Let’s plot the digits again with the predicted labels to get an idea of how well the classification is working:

fig = plt.figure(figsize=(6, 6))  # figure size in inches
fig.subplots_adjust(left=0, right=1, bottom=0, top=1, hspace=0.05, wspace=0.05)

# plot the digits: each image is 8x8 pixels
for i in range(64):
    ax = fig.add_subplot(8, 8, i + 1, xticks=[], yticks=[])
    ax.imshow(X_test.reshape(-1, 8, 8)[i], cmap=plt.cm.binary,
              interpolation='nearest')

    # label the image with the target value
    if predicted[i] == expected[i]:
        ax.text(0, 7, str(predicted[i]), color='green')
    else:
        ax.text(0, 7, str(predicted[i]), color='red')
../_images/03_supervised_classification_17_0.png

Quantitative Measurement of Performance#

We’d like to measure the performance of our estimator without having to resort to plotting examples. A simple method might be to simply compare the number of matches:

matches = (predicted == expected)
print(matches.sum())
print(len(matches))
364
450
matches.sum() / float(len(matches))
0.8088888888888889

We see that nearly 1500 of the 1800 predictions match the input. But there are other more sophisticated metrics that can be used to judge the performance of a classifier: several are available in the sklearn.metrics submodule.

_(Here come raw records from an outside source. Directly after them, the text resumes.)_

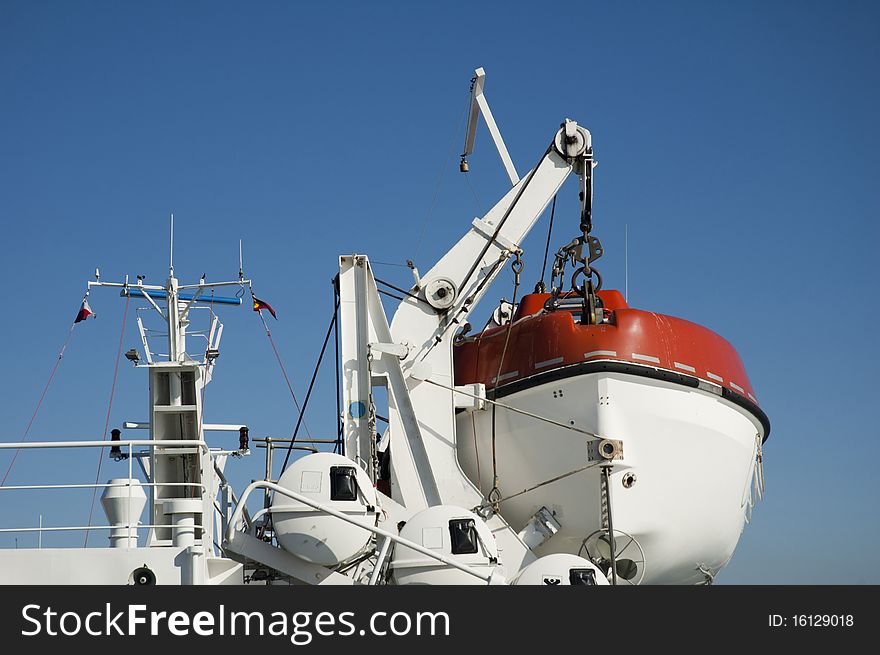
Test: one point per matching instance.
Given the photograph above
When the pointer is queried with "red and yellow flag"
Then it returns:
(84, 312)
(262, 304)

One of the most useful metrics is the classification_report, which combines several measures and prints a table with the results:

from sklearn import metrics
from pandas import DataFrame
DataFrame(metrics.classification_report(expected, predicted, output_dict=True)).T
f1-score precision recall support
0 0.987013 0.974359 1.000000 38.0
1 0.584615 0.826087 0.452381 42.0
2 0.734177 0.906250 0.617021 47.0
3 0.851852 0.920000 0.793103 58.0
4 0.880952 0.925000 0.840909 44.0
5 0.949495 0.940000 0.959184 49.0
6 0.952381 0.961538 0.943396 53.0
7 0.894118 0.863636 0.926829 41.0
8 0.549296 0.393939 0.906977 43.0
9 0.750000 1.000000 0.600000 35.0
micro avg 0.808889 0.808889 0.808889 450.0
macro avg 0.813390 0.871081 0.803980 450.0
weighted avg 0.818369 0.872767 0.808889 450.0

Another enlightening metric for this sort of multi-label classification is a confusion matrix: it helps us visualize which labels are being interchanged in the classification errors:

DataFrame(metrics.confusion_matrix(expected, predicted))
0 1 2 3 4 5 6 7 8 9
0 38 0 0 0 0 0 0 0 0 0
1 0 19 0 0 0 0 0 0 23 0
2 0 2 29 0 0 0 0 0 16 0
3 0 0 2 46 0 1 0 1 8 0
4 1 0 0 0 37 0 1 1 4 0
5 0 0 0 1 0 47 1 0 0 0
6 0 0 0 0 1 1 50 0 1 0
7 0 0 0 0 1 1 0 38 1 0
8 0 2 1 0 0 0 0 1 39 0
9 0 0 0 3 1 0 0 3 7 21

We see here that in particular, the numbers 1, 2, 3, and 9 are often being labeled 8.